Pour comprendre pourquoi les IGP sont essentielles dans le vignoble languedocien, il faut se plonger dans l’histoire récente de la région. Jusqu’aux années 1980, le Languedoc était encore associé à des volumes élevés de vin de table, souvent déprécié pour sa qualité médiocre. Face à cette réalité, une partie des vignerons a choisi d’élever le niveau en misant sur les AOC. Les IGP, quant à elles, ont fourni une autre voie, plus flexible mais tout aussi créative.
Un chiffre marquant : selon l’ODG (organisme de défense et de gestion) régional, plus de 80 % des vins classés IGP Pays d’Oc proviennent du Languedoc. Cela représente plus de 700 millions de bouteilles commercialisées chaque année, dont l’écrasante majorité est exportée à l’international. Autrement dit, les IGP sont bien souvent le premier contact qu’un amateur de vin étranger aura avec le vignoble français.
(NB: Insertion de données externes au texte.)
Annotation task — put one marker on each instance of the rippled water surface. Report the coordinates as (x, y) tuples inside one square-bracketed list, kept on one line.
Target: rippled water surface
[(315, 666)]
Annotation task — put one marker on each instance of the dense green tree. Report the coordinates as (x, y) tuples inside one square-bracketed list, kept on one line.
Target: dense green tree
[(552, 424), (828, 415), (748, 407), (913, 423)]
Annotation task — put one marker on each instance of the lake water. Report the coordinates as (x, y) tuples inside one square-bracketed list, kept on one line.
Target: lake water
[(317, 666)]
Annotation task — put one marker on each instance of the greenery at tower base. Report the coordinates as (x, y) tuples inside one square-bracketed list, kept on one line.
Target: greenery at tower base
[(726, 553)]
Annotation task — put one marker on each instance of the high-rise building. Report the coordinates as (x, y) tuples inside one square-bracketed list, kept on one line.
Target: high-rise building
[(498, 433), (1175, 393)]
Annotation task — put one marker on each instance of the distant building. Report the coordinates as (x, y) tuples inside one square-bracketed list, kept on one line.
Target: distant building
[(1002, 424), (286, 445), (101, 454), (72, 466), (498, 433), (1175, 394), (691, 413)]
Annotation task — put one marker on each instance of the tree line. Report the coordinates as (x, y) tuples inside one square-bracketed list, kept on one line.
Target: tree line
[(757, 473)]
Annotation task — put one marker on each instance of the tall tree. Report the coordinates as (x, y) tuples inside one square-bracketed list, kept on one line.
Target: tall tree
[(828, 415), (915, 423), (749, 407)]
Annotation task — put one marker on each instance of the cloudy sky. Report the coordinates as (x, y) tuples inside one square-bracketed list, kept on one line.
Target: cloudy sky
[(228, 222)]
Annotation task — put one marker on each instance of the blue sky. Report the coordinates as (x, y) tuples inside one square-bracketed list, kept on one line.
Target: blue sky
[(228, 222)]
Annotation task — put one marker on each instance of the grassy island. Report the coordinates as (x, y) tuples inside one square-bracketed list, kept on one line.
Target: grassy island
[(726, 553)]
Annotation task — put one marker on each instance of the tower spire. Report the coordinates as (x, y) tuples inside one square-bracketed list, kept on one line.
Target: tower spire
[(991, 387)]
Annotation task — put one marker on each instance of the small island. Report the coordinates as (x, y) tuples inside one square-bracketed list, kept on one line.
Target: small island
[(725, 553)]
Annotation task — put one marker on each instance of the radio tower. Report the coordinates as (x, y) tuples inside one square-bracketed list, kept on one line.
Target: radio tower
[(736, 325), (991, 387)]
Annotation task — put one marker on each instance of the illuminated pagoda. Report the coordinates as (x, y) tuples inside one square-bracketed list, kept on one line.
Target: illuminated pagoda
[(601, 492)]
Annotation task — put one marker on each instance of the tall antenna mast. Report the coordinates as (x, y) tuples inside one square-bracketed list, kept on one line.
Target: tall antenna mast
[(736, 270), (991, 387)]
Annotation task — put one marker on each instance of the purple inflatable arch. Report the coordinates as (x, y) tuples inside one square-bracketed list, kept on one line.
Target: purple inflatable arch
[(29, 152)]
Une immense responsabilité, n’est-ce pas ?
Un terrain d’expérimentation pour les vignerons
Avec leur cadre plus souple, les IGP offrent aux vignerons une liberté dont ils ne disposent pas toujours dans le cadre des AOC. Dans le Languedoc, cette latitude a permis de faire émerger des cuvées originales, jouant par exemple sur l’assemblage des cépages internationaux comme le merlot, le chardonnay ou le cabernet sauvignon avec des variétés locales comme la carignan ou le grenache.
Certains producteurs utilisent les IGP comme laboratoire pour expérimenter de nouvelles pratiques viticoles : limiter les intrants chimiques, replanter des cépages oubliés ou encore produire des vins tout en légèreté, avec une faible teneur alcoolique pour répondre à la demande croissante des consommateurs.
Un pilier économique pour la région
Avec des coûts de production souvent plus bas que pour les AOC et une visibilité importante à l’export, les IGP occupent une niche économique précieuse, particulièrement pour les coopératives. Ces dernières, historiquement très présentes dans le Languedoc, dépendent en grande partie de la vente des vins IGP pour assurer leur viabilité économique et maintenir des milliers d’emplois locaux.